Since the Lok Sabha election result, Tejashwi Yadav has been slowly distancing himself from the party.
He has barely spoken up during the devastating floods in the state or the death of hundreds of children in Muzaffapur last year. He has also not kept in touch with political allies like Upendra Kushwaha, Jeetan Ram Manjhi or Mukesh Mallah. He has stopped highlighting the government’s failures, restricting politics to a few tweets a day. He failed to seize the opportunity even after the Niti Aayog’s report slammed the Bihar government. Even when the whole opposition was campaigning against the Citizenship Amendment Act, he abandoned the programme midway.
Tejashwi Yadav’s abdication of duty has worked in the favour of the Chief Minister, who will go to the voters with a solid track record of his performance, the JDU leaders say.

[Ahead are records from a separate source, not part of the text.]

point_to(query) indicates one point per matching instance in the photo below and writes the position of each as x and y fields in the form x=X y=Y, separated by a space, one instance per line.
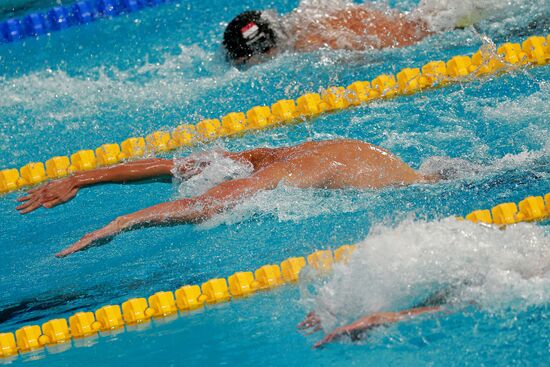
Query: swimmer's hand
x=312 y=322
x=49 y=195
x=356 y=330
x=109 y=230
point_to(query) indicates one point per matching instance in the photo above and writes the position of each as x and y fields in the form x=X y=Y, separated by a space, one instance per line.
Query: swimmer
x=331 y=164
x=255 y=36
x=357 y=329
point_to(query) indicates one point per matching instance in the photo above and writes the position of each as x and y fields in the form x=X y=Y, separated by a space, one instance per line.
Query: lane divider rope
x=534 y=50
x=59 y=18
x=217 y=290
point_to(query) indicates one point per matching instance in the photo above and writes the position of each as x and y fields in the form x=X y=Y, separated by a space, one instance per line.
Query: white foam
x=458 y=168
x=442 y=15
x=394 y=268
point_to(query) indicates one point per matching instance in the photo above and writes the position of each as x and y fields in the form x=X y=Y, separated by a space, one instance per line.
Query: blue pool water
x=152 y=70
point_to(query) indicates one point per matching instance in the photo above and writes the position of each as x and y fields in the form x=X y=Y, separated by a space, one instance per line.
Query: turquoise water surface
x=157 y=68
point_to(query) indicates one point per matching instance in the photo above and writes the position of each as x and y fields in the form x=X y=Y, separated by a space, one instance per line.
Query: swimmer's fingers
x=79 y=245
x=29 y=206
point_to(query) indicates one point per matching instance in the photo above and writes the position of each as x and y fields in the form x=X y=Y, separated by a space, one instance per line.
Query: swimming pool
x=150 y=70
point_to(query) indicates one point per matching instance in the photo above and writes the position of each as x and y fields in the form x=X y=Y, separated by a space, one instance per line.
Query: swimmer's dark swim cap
x=247 y=35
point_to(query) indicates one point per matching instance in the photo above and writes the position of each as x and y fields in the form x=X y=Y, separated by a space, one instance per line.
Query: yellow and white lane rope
x=240 y=284
x=533 y=51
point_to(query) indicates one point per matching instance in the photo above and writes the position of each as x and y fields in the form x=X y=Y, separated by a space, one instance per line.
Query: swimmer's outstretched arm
x=221 y=197
x=60 y=191
x=366 y=323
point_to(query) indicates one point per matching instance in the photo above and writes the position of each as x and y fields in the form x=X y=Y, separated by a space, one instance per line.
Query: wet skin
x=333 y=164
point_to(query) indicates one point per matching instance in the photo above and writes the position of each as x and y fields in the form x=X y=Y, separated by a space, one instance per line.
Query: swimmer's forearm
x=392 y=317
x=131 y=171
x=180 y=211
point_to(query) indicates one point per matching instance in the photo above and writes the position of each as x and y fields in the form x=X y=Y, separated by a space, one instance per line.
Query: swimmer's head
x=248 y=35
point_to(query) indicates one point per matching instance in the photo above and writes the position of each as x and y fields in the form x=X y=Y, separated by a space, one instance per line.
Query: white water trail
x=398 y=267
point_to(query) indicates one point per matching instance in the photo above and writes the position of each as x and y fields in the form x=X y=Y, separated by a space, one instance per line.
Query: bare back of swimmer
x=332 y=164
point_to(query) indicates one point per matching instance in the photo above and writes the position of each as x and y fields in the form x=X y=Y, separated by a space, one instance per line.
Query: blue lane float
x=63 y=17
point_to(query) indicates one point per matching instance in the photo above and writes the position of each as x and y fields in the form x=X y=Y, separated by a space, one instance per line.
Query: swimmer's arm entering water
x=221 y=197
x=355 y=329
x=60 y=191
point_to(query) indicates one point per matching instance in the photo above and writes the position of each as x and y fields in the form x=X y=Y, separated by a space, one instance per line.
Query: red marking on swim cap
x=249 y=30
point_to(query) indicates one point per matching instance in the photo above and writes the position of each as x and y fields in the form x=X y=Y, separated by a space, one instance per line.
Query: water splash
x=398 y=267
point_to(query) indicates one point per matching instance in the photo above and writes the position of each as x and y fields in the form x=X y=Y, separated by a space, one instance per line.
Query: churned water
x=157 y=68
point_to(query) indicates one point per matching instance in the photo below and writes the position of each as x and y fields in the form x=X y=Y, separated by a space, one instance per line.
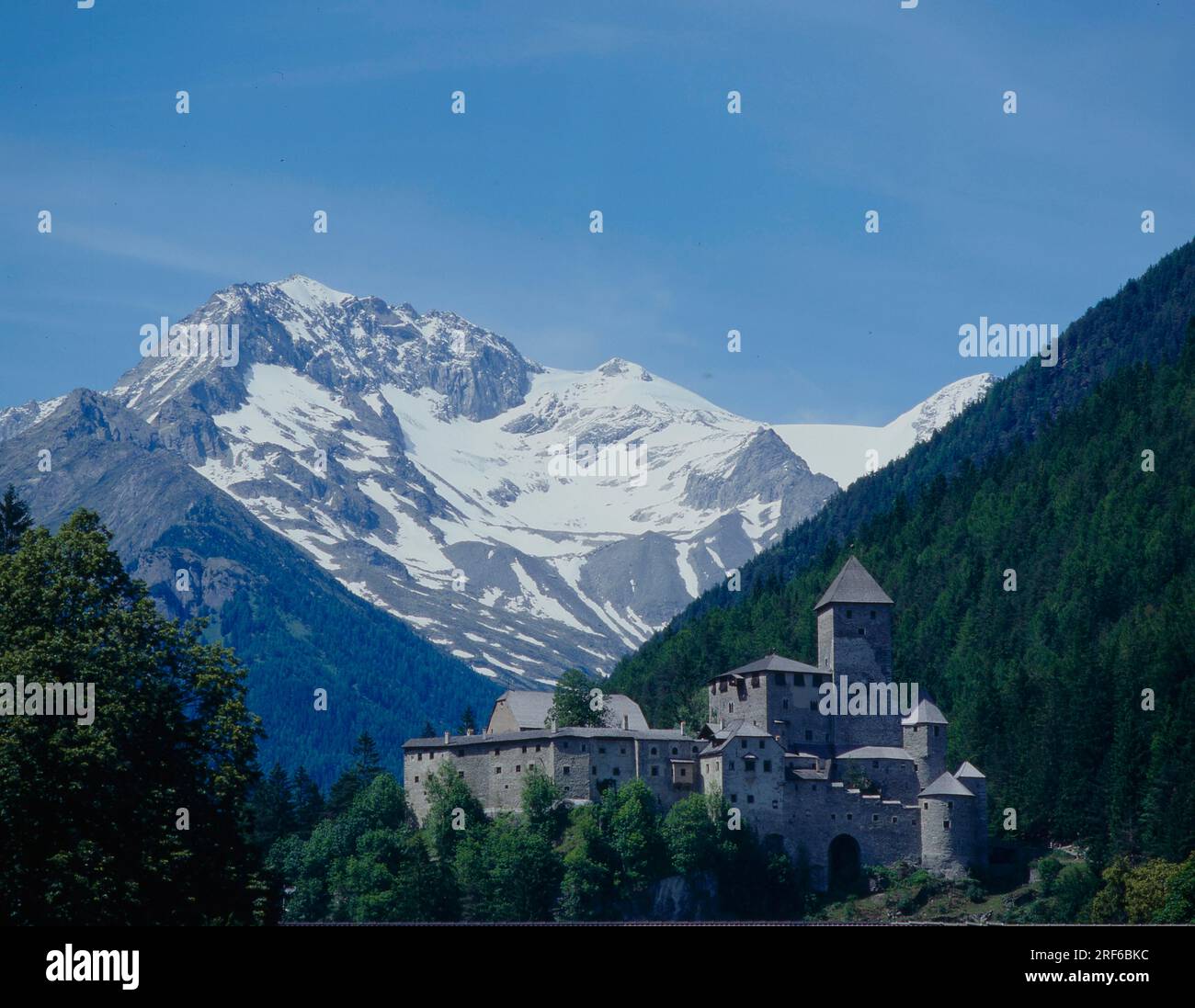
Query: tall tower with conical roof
x=855 y=644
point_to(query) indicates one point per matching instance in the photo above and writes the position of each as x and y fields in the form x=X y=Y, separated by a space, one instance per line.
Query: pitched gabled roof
x=945 y=786
x=925 y=713
x=529 y=708
x=771 y=663
x=855 y=584
x=876 y=753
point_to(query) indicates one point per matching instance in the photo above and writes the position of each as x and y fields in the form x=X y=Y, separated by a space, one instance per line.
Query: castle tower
x=855 y=642
x=925 y=741
x=948 y=828
x=976 y=784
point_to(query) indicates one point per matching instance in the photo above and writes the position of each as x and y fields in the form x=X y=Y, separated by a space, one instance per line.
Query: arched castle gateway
x=851 y=788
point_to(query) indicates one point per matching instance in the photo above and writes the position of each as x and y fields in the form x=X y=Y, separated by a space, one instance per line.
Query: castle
x=848 y=788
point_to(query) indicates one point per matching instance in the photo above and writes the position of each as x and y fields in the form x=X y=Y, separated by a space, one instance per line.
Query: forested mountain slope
x=1043 y=685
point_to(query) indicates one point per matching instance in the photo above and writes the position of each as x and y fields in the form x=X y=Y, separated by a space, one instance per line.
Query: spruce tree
x=15 y=520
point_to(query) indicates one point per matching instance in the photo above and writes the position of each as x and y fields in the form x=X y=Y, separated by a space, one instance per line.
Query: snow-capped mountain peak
x=526 y=518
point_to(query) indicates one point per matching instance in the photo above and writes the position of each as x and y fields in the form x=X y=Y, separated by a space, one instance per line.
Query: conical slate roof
x=945 y=786
x=855 y=584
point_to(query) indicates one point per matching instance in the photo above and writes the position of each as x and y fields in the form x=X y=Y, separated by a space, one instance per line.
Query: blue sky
x=712 y=221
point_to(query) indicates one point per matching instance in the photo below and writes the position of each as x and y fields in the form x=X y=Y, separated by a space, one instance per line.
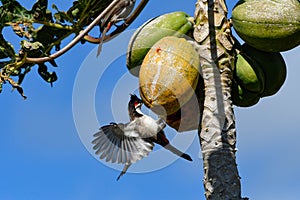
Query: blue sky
x=44 y=153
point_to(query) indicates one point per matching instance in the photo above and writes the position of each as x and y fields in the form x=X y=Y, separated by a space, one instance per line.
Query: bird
x=118 y=13
x=130 y=142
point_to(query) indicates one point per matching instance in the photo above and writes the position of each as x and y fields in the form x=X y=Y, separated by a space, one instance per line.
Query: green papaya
x=273 y=66
x=243 y=97
x=249 y=74
x=268 y=25
x=177 y=24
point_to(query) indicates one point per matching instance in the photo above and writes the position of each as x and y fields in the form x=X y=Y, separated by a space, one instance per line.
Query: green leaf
x=49 y=77
x=39 y=11
x=6 y=49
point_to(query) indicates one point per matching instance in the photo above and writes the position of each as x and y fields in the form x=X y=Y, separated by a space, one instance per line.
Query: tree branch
x=84 y=34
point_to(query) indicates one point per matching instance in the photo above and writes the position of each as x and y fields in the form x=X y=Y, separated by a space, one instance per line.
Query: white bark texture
x=217 y=131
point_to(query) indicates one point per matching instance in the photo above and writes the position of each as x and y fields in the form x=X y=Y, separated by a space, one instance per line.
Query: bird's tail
x=163 y=141
x=178 y=152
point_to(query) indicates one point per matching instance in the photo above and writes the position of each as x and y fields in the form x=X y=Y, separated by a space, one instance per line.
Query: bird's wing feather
x=117 y=143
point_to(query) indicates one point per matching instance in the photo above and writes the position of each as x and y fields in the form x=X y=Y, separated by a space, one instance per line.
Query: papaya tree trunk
x=217 y=132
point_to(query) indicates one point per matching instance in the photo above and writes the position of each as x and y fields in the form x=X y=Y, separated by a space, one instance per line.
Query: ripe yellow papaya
x=177 y=24
x=168 y=75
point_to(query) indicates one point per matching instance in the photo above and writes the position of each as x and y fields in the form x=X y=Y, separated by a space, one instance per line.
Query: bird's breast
x=148 y=127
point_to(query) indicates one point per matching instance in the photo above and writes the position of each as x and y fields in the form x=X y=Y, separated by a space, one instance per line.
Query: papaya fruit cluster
x=167 y=64
x=168 y=69
x=268 y=25
x=257 y=74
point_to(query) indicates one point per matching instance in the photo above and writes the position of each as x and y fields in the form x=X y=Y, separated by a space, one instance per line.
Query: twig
x=84 y=34
x=76 y=39
x=120 y=28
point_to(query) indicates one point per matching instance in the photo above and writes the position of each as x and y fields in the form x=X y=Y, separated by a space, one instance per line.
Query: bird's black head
x=135 y=102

He has managed to deliver on most of the seven big promises made to voters ahead of the 2015 national elections. Electricity has reached all households much before the deadline. The piped water programme will be completed by June. The two schemes touch practically all households including that of his political rivals. Providing wifi in colleges and universities and interest-free student credit cards were among the other promises, which are also on track.
Last month, Nitish Kumar started the “Jal, Jeevan, Hariyali (water, life, greenery)” an ambitious programme to tackle the problem of climate change. Under this, the Bihar government will spend Rs 8000 crore every year for the next three years on planting trees and recharging water tables.
Even the opposition acknowledged that the programme will touch all sections of people and boost the Chief Minister’s goodwill.